A. Insufficient Evidence to Support Coiv-viction Under 18 U.S.C. § 2118(e)

Title 18, U.S.C. § 2113(e) makes it an aggravated circumstance of the crime of bank robbery for the robber to force any person to accompany him without the consent of that person. Upon conviction, the minimum sentence is ten years. The scope of the phrase “to accompany him” is at issue here. Section 2113(e) does not expressly set forth how extensive accompaniment must be to prove this aggravated form of bank robbery, nor has this Circuit decided this issue.

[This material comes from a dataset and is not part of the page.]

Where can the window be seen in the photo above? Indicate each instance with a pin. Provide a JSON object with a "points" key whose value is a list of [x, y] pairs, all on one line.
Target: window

Reed argues the evidence that he forced Mack to walk the short distance from the bank’s door to the vault is insufficient, as a matter of law, to support his conviction under 18 U.S.C. § 2113(e). He argues Congress enacted § 2113(e) with the intent to punish the distinct crime of kidnapping that often accompanies the crime of bank robbery, rather than forced movement that is incidental to the crime of bank robbery. Accordingly, he argues, the government should be required to prove a more significant asportation than that involved here. The government should have to prove an asportation similar to that required to sustain a conviction under common law kidnapping or under the federal kidnapping statute, 18 U.S.C. § 1201. Because the movement in this case was incidental to the commission of the robbery itself, and did not amount to the separate crime of kidnapping, Reed argues the Court should reverse his conviction under § 2113(e). Reed cites United States v. Marx, 485 F.2d 1179 (10th Cir.1973), cert. denied, 416 U.S. 986, 94 S.Ct. 2391, 40 L.Ed.2d 764 (1974), and United States v. Sanchez, 782 F.Supp. 94 (C.D.Cal.1992), as support for the proposition that § 2113(e) is intended to punish kidnapping, in the sense of the common law crime or the federal kidnapping statute, rather than forced movement that is incidental to the crime of bank robbery.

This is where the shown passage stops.